14.7.4 Extreme Values
Least-square estimates are particularly sensitive to extreme values, of which there are two types:
- y outliers \(\equiv\) studentized residuals > 2-3 SD
- x leverage \(\equiv\) “far from center of predictor space”, hat-values \(>\) 2=3 \(\bar{h}\)
- \(\bar{h}= \frac{k+1}{n}\), where k = no. of predictors, n = no. obs
Just because you find outliers (rstudent \(>\) 3) or leverage (hat-values \(> 3 \cdot \bar{h}\))
they are not intrinsically ‘bad’
each needs to be rechecked for plausibity, data errors
look for influential cases \(\equiv\) omission changes fitted model
- Cook’s Distance D: effect of omitting \(i^{th}\) observation on model fit
- \(D_{critical} = \frac{4}{n-k-1}\), where k = no. parameters, n = no. obs
- Quick visual inspection via
influenceIndexPlot()orinfluencePlot(), to simultaneously display studentized residuals, hat-values (leverage), and Cook’s D.
If extreme values are influential (having a large effect on parameter estimates), further investigations may be necessary.
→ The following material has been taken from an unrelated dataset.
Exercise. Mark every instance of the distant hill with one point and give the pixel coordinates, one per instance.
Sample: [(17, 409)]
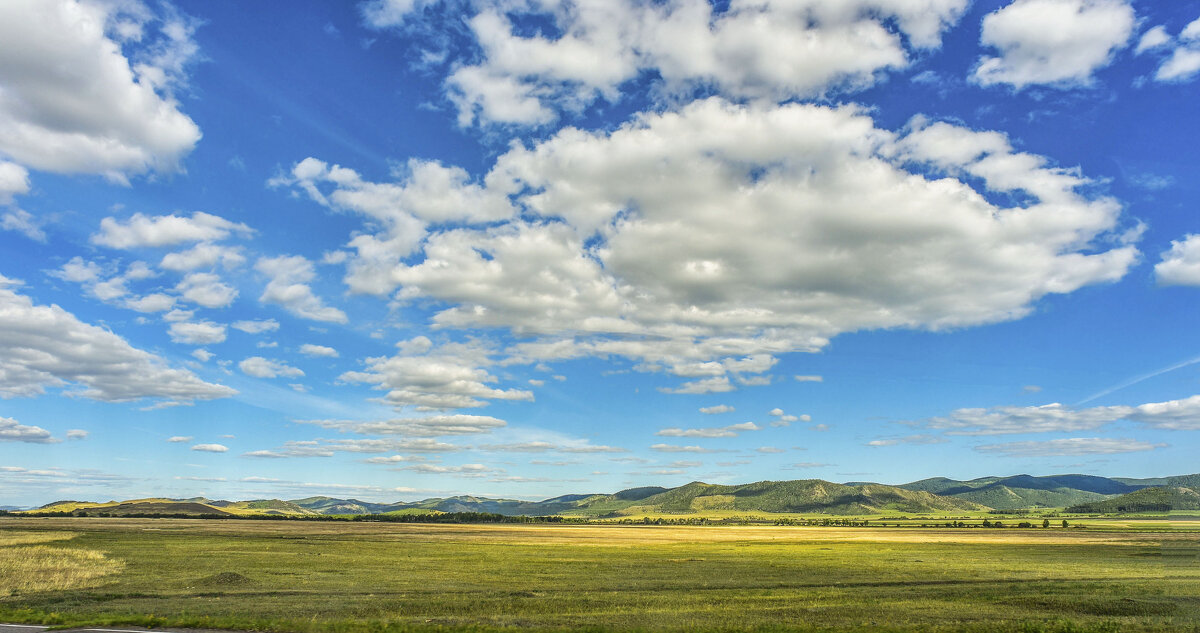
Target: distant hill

While Cook’s D is a measure of the influence of each observation on overall model fit, dfbeta() measures the influence of each individual observation on each individual \(\beta\) i.e. it is the difference in the estimated \(\beta\)’s with and without the \(i^{th}\) observation:
- \(dfbeta_{ij} = \hat{\beta}_{j(-i)} - \hat{\beta_j}\)
if real, outliers are not discarded (they may be telling you something!)
if results are influenced by a small number of extreme cases, they should be reported with their influence statistics
14.7.5 Collinearity
\(t_{\beta} = \frac{\beta}{SE_{\beta}}\)
If \(SE_{\beta} \uparrow\), Wald test \(\rightarrow\) spurious non-significance (type II error)
variance inflation occurs with collinearity (correlated predictors)
- VIF (variance inflation factor) > 5 \(\rightarrow\) revise model
Not surprisingly, there are analogous diagnostics available for GLM’s, for the most part involving the same commands. For example, even though most GLM are non-linear through their link functions, the avPlots() function tests for linearity on the link scale, and interpretation is unchanged. In the past 5-7 years, reviewers are increasingly asking about which diagnostic tests were done. For this reason, we typically recommend a line in the Methods section that states “Standard regression diagnostics were performed”, citing Fox or an equivalent text. If they require more information, they will ask4.
14.8 Homework Assignment
- Review the notes on regression diagnostics that accompany this lecture
- are you clear on which assumptions are being tested?
- are you comforable interpreting the results of diagnostic evalution?